As markets swoon, brokers become couples counselors

Sep 6, 2011, 6:01 a.m.
A couple stands at the embankment of the Volga River in Samara, about 1000 km (620 miles) southeast of Moscow May 18, 2007. REUTERS/Sergei Karpukhin

Indeed, spending is a source of much contention these days for couples in retirement or nearing retirement, advisers said.

Just recently, Rand Spero, president of Street Smart Financial, a Lexington, Massachusetts-based registered investment adviser, said he talked recently with a 65-year-old husband keen on retiring -- while his 53-year-old wife was worried that given the turmoil in financial markets, she wouldn't have enough money to live off of.

"The market volatility makes these discussions, which are by nature already challenging, even more charged," he said.

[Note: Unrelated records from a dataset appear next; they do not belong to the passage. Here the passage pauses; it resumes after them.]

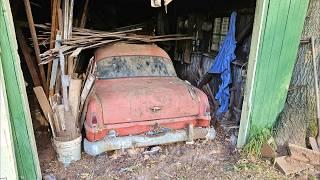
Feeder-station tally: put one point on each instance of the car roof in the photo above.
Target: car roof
(126, 49)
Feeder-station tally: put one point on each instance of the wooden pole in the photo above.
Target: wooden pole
(316, 87)
(27, 57)
(84, 14)
(35, 43)
(54, 18)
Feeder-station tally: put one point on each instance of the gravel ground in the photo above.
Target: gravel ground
(201, 160)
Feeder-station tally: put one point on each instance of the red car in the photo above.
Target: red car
(138, 100)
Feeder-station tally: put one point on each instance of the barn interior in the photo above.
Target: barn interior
(206, 22)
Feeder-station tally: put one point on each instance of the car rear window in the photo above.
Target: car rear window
(134, 66)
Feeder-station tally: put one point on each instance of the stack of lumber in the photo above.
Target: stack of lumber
(88, 39)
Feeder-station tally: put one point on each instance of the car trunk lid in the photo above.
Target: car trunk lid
(140, 99)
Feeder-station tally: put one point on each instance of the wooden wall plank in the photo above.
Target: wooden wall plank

In that particular situation, Spero showed the couple their assets and their liabilities, and that resolved the conflict.

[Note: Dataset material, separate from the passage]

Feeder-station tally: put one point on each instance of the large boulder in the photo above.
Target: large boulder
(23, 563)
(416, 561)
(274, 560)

"It was fairly clear that they couldn't afford for him not to continue to work," he said.

The compromise was that the wife had to agree to scale back on some house improvements she had planned. "I told them we would revisit it in a couple of years," he said.


A hot-button issue that advisers confront often, which has the potential of being more contentious in the current market climate, is whether or not to gift an adult child money.

"This is a very tricky issue and as a financial planner it's not my job to help them decide," Spero said.

What he can do is work with the couples on a compromise. In the case of a couple squabbling over whether they should help with their offspring's downpayment on a home, Spero offers suggestions, such as making it a loan instead of a gift, or just gifting part of it.

Spero tends to work with couples on areas where they can compromise.

"Rather than take sides, I come up with an alternative," he said.

Despite their best efforts, there are cases when the disagreement is more complex than how much each marriage partner is spending or saving, Ward said.

For these instances, he has a final trick to pull out of his advisory hat.

"I have two marriage counselors in my Rolodex for times like that," Ward said.